Der Vorsitzende der konservativen EVP-Fraktion im Europaparlament, Manfred Weber (CSU), forderte eine "unmissverständliche Botschaft an die russische Führung". Mit Blick auf die umstrittene Ostsee-Gaspipeline Nord Stream 2 sagte Weber den Zeitungen des Redaktionsnetzwerks Deutschland (RND, Montagsausgaben): "Sollte die Lage in der Ostukraine eskalieren, wäre Nord Stream 2 nicht mehr zu halten."

Österreich sprach sich gegen neue Sanktionen gegen Russland aus. "Unser Hauptaugenmerk muss momentan darauf liegen, dass wir zur Deeskalation beitragen und den Dialog wieder ankurbeln", sagte der österreichische Außenminister Alexander Schallenberg der "Welt" (Montagsausgabe). Sanktionen müssten die 27 EU-Länder einstimmig beschließen.

Sehr besorgt ist die EU über den drastisch verschlechterten Gesundheitszustand des inhaftierten Kreml-Kritikers Nawalny. Die russische Gefängnisbehörde kündigte am Montag an, der Zustand des 44-Jährigen sei "akzeptabel". Er solle nun aber in ein Krankenhaus für Häftlinge verlegt werden.

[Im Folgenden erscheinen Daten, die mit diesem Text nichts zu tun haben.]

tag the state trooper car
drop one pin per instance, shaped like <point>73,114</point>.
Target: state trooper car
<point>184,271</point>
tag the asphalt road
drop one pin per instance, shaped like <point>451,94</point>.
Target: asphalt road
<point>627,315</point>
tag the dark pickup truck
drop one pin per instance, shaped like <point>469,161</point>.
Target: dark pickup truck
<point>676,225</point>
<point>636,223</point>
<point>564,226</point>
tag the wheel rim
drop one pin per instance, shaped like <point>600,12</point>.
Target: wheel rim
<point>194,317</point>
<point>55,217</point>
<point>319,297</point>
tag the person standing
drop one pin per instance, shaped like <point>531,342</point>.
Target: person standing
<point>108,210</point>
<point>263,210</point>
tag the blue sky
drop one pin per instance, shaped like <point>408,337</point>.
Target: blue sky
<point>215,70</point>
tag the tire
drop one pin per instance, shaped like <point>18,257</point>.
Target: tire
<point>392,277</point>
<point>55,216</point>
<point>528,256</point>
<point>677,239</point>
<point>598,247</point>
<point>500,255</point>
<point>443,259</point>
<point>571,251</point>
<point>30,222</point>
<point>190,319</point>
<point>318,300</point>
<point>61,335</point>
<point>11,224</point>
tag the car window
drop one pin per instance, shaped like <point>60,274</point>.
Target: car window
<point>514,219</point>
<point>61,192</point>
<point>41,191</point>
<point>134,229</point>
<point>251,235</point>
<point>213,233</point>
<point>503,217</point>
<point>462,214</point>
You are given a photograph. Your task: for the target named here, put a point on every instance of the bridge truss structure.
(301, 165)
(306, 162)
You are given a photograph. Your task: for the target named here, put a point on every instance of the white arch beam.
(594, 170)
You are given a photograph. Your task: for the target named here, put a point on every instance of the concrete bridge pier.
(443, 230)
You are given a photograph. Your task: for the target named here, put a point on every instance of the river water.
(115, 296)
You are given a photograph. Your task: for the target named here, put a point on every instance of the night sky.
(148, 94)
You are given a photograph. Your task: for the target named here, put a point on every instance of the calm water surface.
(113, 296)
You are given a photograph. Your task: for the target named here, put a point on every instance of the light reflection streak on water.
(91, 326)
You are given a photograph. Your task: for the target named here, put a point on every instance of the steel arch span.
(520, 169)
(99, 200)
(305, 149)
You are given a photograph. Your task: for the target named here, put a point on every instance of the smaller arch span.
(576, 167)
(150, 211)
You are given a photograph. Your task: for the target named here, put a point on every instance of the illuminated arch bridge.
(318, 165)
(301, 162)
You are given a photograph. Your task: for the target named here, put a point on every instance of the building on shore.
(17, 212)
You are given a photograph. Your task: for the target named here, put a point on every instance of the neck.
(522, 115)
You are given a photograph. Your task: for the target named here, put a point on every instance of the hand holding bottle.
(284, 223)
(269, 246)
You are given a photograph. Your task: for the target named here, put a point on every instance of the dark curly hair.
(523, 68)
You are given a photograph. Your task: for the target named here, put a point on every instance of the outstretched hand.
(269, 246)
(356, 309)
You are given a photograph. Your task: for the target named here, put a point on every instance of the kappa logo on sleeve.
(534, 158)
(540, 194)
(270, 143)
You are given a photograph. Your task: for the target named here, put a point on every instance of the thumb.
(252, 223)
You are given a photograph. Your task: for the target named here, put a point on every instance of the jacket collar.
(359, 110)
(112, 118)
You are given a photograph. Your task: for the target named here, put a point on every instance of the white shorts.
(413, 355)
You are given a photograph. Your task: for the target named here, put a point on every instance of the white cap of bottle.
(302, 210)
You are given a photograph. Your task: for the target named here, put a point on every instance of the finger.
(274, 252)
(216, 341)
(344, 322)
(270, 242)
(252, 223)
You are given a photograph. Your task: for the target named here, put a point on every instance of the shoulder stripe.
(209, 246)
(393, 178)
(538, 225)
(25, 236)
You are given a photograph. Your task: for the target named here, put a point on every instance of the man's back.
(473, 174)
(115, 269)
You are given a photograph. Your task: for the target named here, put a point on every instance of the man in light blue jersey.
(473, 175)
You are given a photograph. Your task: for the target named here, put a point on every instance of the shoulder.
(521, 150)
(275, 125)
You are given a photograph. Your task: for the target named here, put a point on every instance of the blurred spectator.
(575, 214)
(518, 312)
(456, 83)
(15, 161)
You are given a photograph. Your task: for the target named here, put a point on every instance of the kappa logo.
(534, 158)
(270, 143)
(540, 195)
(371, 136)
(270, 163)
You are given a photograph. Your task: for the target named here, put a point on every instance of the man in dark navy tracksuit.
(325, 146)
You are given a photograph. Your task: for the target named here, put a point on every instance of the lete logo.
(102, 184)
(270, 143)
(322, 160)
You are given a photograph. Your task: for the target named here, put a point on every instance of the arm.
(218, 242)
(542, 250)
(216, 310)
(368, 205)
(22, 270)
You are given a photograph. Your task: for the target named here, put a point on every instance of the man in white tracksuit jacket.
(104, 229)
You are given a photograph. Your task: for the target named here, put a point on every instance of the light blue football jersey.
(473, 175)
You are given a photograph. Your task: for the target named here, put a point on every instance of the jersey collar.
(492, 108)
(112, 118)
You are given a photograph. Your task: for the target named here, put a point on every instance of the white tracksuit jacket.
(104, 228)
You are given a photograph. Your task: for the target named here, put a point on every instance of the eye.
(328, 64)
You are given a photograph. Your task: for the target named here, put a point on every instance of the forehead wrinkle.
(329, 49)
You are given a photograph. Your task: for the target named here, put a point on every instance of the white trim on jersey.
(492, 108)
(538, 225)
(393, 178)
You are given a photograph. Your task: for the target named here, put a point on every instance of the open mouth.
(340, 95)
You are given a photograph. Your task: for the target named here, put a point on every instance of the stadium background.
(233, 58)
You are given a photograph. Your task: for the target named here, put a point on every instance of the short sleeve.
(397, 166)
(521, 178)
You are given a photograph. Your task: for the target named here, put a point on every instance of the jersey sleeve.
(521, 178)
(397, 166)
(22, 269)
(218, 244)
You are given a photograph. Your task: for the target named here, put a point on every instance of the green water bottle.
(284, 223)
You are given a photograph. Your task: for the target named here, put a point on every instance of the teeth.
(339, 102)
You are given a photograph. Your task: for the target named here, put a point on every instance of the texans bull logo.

Bundesaußenminister Heiko Maas (SPD) hatte am Sonntag eine sofortige "adäquate medizinische Behandlung" des inhaftierten Kreml-Kritikers Alexej Nawalny gefordert. Ähnlich äußerte sich die EU.

Landsbergis schlug der EU eine "humanitäre Mission" vor, die Nawalny "in die Hauptstadt seiner Wahl" zu einer Behandlung bringen solle. Frankreichs Außenminister Yves Le Drian hatte am Wochenende weitere Sanktionen gegen Russland wegen Nawalny nicht ausgeschlossen. Die USA hatten Moskau mit "Konsequenzen" gedroht, sollte Nawalny sterben.

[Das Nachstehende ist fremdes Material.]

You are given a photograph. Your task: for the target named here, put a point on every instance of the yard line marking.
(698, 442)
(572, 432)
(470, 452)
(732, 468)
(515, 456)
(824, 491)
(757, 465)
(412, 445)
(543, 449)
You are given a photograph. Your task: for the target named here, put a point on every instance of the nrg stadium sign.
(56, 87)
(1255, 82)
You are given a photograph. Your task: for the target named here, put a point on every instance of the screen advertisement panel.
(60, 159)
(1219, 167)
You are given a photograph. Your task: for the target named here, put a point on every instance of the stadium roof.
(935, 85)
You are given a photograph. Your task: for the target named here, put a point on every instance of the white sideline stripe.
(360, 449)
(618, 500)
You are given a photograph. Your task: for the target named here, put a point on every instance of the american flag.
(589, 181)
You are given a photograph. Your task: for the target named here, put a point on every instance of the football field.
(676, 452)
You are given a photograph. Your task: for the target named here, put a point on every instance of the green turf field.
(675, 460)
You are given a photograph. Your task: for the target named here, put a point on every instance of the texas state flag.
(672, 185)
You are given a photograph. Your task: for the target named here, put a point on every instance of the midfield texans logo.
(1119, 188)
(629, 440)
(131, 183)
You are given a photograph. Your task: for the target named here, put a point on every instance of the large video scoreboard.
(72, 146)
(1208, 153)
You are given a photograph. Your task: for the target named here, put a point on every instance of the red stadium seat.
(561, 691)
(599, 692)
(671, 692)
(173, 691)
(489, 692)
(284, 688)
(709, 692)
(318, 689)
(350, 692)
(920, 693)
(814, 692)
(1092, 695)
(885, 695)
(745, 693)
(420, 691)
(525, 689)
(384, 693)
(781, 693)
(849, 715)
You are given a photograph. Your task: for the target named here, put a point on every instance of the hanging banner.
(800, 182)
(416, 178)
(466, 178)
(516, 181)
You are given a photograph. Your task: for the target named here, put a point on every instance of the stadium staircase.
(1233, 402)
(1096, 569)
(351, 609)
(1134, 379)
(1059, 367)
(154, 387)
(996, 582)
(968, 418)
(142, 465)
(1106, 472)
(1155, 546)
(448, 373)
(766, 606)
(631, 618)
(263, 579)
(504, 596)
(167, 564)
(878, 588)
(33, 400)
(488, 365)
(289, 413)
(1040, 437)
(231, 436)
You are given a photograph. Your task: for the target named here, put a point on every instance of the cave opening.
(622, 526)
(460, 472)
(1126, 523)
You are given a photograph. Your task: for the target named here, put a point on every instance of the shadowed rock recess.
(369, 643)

Die EU hat seit der Annexion der ukrainischen Halbinsel Krim durch Russland 2014 umfassende Sanktionen gegen Moskau verhängt. Wegen Nawalnys Festnahme und Verhaftung beschloss die EU Anfang März Einreise- und Vermögenssperren gegen vier leitende Vertreter des russischen Justiz- und Strafverfolgungssystems.

Nawalny hatte im vergangenen August einen Anschlag mit dem Nervenkampfstoff Nowitschok überlebt, für den er den Kreml verantwortlich macht. Er wurde danach nach Deutschland geflogen und in der Berliner Charité behandelt. Nach seiner Rückkehr nach Russland im Januar wurde er festgenommen und zu Haft in einem Straflager verurteilt.

Beraten wollen die EU-Außenminister auch über die tschechischen Vorwürfe gegen russische Geheimdienstvertreter. Tschechien hatte deshalb am Samstag 18 russische Diplomaten ausgewiesen, Moskau reagierte seinerseits mit der Ausweisung von 20 tschechischen Vertretern. Prag wirft Moskau eine Verwicklung in die Explosion eines tschechischen Munitionslagers im Jahr 2014 vor.